Johann Sebastian Bach (1685-1750)

Als in der europäischen Musikgeschichte des 17. Jahrhunderts Deutschland auf dem Gebiet des Orgelbaus und der Orgelmusik die Führung übernahm, kristallisierten sich in der „freien“, d.h. nicht an einen Choral gebundenen Musik verschiedene Formen und Gattungen heraus. Zu einer der beliebtesten wurde der musikalische Gegensatz von primär homophoner, virtuoser Toccata (bzw. Präludium oder Fantasie) und streng auf das Thema bezogener, polyphon durchgearbeiteter Fuge. Die Toccata (von lat. toccare = die Tasten berühren) stellt dabei eine improvisatorisch und spielerisch bestimmte Komposition mit Elementen dar, die dem schöpferischen Urtrieb des „homo ludens“ entspringen. Seit 1540 wissen wir aus den Bestallungsregeln von San Marco in Venedig, daß der Bewerber um ein Organistenamt die Fähigkeit nachweisen mußte, „d´improviso“ zu spielen. Und zur Bach-Zeit heißt es beim Theoretiker und Komponisten J. Mattheson (1737): „Die Toccaten werden meistenteils ordentlich zu Papier gebracht, halten aber so wenig Schranken und Ordnung, daß man sie schwerlich mit einem anderen Namen als guter Einfälle belegen kann.“ Ebenfalls aus dem 18.Jahrhundert stammt eine Definition von Forkel („Allgemeine Geschichte der Musik“), die in einer Fuge nicht nur eine Musik voll subtilen theoretischen Wissens, sondern ein Symbol sah: „Man hat die Fuge nicht für die Frucht einer bloßen Künstlerpedanterie zu halten, sie ist eine Frucht der Natur. Die Fuge ist unter den übrigen Musikgattungen die prächtigste, vollkommenste und größte, so wie unter den verschiedenen Äußerungen unserer Empfindung, die allgemeine Übereinstimmung eines ganzen Volkes, in dem Ausdruck seines Gefühls, das prachtvollste, rührendste und größte Schauspiel ist."

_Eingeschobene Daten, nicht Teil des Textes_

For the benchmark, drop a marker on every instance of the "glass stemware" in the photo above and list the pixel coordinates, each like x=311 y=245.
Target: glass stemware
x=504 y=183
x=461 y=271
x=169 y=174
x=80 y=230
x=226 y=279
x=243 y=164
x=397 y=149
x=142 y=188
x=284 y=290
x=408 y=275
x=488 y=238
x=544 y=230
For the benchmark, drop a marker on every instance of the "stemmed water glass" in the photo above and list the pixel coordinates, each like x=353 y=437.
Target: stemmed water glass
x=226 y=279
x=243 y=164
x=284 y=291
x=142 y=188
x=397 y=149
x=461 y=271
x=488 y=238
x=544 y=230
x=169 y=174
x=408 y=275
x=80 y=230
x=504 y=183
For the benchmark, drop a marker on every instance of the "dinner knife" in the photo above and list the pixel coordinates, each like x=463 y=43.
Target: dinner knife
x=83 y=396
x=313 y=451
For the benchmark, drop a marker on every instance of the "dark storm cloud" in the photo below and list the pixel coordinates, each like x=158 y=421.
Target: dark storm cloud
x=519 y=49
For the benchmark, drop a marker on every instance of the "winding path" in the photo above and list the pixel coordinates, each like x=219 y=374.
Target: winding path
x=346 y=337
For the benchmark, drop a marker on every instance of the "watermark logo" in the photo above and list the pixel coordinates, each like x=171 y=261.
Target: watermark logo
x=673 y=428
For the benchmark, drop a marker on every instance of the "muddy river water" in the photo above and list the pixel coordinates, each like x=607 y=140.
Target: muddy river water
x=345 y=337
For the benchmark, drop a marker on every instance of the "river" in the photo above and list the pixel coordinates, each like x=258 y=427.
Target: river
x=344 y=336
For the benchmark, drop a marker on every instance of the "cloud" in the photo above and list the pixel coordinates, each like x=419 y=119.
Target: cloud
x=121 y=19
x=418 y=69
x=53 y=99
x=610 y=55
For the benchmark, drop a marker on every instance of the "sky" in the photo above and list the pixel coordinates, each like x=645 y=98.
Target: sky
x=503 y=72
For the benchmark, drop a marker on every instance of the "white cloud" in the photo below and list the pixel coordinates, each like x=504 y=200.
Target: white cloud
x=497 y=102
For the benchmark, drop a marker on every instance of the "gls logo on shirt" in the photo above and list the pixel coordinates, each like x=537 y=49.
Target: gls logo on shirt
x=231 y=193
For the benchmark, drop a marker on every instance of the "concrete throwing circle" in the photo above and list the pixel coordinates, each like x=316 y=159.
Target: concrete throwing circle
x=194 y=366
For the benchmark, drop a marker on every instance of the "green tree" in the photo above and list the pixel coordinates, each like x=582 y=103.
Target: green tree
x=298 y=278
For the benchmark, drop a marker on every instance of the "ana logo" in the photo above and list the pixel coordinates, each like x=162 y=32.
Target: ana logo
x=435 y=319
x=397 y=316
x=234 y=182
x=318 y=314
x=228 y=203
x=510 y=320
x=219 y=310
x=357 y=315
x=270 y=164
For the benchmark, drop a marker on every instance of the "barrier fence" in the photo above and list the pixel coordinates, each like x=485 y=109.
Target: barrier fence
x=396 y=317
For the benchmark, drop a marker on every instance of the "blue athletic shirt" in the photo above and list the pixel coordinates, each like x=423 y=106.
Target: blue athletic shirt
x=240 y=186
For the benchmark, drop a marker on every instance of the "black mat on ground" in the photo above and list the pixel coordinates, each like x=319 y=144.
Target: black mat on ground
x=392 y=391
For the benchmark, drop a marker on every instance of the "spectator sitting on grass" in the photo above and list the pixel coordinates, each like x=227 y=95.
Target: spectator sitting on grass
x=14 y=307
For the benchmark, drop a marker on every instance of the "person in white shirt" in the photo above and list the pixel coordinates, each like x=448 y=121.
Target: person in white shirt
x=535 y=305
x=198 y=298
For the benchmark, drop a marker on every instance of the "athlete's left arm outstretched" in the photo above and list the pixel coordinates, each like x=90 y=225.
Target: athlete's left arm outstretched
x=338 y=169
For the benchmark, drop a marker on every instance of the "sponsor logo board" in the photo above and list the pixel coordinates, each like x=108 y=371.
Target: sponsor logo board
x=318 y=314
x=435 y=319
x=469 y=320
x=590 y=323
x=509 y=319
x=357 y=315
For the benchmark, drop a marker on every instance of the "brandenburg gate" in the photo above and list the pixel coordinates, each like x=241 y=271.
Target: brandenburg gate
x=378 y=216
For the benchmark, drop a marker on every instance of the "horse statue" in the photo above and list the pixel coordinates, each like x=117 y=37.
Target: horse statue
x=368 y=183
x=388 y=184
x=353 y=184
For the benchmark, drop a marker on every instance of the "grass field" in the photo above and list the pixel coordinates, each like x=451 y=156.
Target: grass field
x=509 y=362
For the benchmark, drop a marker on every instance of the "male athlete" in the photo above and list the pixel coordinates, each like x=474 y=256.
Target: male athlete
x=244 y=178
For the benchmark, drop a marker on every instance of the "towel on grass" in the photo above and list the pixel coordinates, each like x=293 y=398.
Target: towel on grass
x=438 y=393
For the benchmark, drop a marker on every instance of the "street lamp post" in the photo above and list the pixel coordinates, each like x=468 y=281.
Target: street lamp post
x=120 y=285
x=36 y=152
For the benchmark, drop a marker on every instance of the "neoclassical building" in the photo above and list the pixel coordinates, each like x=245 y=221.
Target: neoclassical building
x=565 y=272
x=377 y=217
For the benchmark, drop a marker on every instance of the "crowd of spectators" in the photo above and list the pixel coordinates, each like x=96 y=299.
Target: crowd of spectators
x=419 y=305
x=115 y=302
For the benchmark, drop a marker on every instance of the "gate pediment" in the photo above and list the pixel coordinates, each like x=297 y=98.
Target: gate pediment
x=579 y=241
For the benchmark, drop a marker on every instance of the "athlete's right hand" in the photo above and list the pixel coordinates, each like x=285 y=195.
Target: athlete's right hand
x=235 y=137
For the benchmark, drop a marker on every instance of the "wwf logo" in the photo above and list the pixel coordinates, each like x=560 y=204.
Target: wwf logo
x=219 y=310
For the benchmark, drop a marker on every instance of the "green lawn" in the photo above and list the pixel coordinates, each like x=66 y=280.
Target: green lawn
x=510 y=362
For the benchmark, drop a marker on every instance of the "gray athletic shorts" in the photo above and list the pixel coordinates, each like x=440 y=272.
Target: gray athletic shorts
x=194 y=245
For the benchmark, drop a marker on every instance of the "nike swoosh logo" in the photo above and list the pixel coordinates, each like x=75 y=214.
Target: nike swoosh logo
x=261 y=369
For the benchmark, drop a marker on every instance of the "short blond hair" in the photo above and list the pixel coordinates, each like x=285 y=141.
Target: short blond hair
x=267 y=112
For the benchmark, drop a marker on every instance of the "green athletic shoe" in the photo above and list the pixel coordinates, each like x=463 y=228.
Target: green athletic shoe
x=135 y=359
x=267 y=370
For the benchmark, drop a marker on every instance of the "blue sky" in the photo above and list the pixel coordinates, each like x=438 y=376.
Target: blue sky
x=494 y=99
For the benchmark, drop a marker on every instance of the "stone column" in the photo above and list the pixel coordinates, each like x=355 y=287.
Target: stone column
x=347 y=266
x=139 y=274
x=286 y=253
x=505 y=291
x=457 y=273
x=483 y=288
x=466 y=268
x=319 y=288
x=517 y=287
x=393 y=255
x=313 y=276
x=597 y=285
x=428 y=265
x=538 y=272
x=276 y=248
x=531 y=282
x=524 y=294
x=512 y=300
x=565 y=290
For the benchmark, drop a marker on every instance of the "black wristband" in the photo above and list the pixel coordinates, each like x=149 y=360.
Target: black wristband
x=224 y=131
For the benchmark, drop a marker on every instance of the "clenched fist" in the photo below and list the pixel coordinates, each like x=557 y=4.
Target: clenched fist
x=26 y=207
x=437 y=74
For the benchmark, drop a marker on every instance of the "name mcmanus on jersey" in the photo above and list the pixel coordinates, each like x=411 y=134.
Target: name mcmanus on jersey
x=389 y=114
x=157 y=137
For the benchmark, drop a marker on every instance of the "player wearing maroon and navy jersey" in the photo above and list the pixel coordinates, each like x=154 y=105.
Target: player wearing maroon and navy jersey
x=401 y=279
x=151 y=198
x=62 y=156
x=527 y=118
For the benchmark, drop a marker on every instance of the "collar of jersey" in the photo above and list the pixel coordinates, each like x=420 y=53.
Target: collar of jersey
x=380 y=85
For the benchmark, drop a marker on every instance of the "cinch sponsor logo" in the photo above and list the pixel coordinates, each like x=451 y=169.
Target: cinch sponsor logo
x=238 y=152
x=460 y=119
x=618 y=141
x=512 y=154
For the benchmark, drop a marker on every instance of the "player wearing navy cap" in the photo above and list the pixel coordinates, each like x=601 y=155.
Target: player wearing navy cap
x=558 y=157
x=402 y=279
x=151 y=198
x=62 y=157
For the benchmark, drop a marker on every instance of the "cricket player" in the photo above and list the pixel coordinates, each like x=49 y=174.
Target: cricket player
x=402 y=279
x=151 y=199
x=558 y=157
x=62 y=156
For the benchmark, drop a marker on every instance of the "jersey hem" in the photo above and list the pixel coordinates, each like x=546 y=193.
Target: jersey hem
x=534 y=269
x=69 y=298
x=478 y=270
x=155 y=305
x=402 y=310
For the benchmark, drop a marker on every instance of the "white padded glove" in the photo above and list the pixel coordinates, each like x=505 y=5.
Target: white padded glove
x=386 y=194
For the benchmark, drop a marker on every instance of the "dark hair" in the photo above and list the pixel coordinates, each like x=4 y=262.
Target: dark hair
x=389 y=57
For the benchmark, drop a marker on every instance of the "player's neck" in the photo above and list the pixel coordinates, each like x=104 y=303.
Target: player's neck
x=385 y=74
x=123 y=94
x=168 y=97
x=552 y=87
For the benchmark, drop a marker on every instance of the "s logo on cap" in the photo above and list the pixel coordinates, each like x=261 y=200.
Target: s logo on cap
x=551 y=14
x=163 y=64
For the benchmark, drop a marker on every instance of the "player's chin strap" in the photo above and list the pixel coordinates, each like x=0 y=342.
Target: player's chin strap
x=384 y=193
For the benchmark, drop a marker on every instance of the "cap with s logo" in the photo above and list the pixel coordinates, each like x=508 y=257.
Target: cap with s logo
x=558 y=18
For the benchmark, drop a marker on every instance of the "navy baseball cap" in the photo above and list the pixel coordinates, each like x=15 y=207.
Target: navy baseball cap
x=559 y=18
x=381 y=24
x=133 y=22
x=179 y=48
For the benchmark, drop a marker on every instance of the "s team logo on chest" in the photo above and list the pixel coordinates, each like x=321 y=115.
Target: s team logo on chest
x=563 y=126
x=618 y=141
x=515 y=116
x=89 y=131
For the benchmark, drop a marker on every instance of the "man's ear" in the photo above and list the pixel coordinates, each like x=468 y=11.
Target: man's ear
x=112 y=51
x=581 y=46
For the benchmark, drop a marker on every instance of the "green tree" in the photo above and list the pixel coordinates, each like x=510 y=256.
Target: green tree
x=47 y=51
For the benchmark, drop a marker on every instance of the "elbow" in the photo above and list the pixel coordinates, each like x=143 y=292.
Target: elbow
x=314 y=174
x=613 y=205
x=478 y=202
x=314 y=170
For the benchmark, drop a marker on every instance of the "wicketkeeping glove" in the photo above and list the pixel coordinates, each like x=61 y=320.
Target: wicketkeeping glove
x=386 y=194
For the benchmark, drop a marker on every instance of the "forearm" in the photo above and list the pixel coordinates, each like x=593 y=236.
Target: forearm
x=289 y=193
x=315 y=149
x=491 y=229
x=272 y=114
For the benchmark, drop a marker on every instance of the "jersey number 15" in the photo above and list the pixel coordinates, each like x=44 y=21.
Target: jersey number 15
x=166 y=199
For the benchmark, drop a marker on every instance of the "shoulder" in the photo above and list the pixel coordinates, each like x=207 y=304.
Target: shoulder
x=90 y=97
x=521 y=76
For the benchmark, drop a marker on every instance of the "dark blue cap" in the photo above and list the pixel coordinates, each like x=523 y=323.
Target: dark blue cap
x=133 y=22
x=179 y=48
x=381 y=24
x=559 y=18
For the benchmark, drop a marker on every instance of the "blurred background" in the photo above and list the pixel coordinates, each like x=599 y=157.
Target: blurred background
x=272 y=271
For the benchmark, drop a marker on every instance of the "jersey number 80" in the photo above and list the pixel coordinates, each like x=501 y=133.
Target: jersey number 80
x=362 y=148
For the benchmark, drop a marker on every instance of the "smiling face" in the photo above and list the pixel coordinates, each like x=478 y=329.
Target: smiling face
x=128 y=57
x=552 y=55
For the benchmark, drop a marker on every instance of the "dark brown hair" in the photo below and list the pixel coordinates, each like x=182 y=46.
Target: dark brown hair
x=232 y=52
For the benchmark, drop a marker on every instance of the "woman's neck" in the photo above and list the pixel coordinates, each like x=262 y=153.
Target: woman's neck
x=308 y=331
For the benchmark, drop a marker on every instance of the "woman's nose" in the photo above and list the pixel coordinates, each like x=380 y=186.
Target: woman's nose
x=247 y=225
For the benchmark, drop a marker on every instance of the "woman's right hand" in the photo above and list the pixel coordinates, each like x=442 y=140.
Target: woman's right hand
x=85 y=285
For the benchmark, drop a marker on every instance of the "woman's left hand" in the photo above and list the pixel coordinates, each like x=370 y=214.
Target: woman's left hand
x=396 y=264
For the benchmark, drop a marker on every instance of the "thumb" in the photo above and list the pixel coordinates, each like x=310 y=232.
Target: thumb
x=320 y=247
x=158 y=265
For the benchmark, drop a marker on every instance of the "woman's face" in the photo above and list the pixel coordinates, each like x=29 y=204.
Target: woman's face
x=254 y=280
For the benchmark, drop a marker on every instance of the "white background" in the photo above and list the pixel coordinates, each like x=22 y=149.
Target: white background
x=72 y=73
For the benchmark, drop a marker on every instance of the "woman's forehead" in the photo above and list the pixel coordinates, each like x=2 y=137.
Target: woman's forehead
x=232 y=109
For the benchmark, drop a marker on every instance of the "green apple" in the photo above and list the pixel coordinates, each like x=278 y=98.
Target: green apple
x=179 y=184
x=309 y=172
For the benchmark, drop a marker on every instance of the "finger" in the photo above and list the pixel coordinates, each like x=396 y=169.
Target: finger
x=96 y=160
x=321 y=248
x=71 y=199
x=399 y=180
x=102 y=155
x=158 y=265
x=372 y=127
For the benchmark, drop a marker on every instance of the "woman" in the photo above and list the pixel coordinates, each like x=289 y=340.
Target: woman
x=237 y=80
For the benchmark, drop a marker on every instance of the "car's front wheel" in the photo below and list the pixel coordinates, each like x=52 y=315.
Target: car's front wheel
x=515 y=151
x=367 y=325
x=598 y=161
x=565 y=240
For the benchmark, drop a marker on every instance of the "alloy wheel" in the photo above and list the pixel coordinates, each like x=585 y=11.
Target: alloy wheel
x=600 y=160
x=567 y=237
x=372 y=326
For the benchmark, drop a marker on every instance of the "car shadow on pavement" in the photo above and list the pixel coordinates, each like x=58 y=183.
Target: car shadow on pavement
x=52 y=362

Welche formale und stilistische Vielfalt die Bachschen Toccaten und Fugen aufweisen, lehrt schon ein flüchtiger Blick auf die beiden hier eingespielten Werke. BWV 566 präsentiert nach einem figurativ beginnenden Vorspiel ein langes, thematisch ungefüges Fugenthema, dem nach einer kurzen Überleitung ein zweites folgt; es ist thematisch mit dem ersten verwandt, endet in einer konzerthaften, homophonen Coda und läßt Bachs Synthese von toccatenhaftem Aufbau und Variationsprinzip der Canzone erkennen. BWV 564 offenbart dagegen den Versuch, die Formenwelt des dreisätzigen italienischen Konzerts auf die Orgel zu übertragen. Nachdem toccatenartige Manual- und Pedalpassagen (19 Takte Pedalsolo) den ersten Takten das Gepräge gegeben haben, wird der italienische Einfluß in einem Konzertsatz orchestraler Haltung hörbar, in welchem der Kontrast einer aufsteigenden Skalenfigur und eines fallenden Dreiklangmotivs bestimmend sind.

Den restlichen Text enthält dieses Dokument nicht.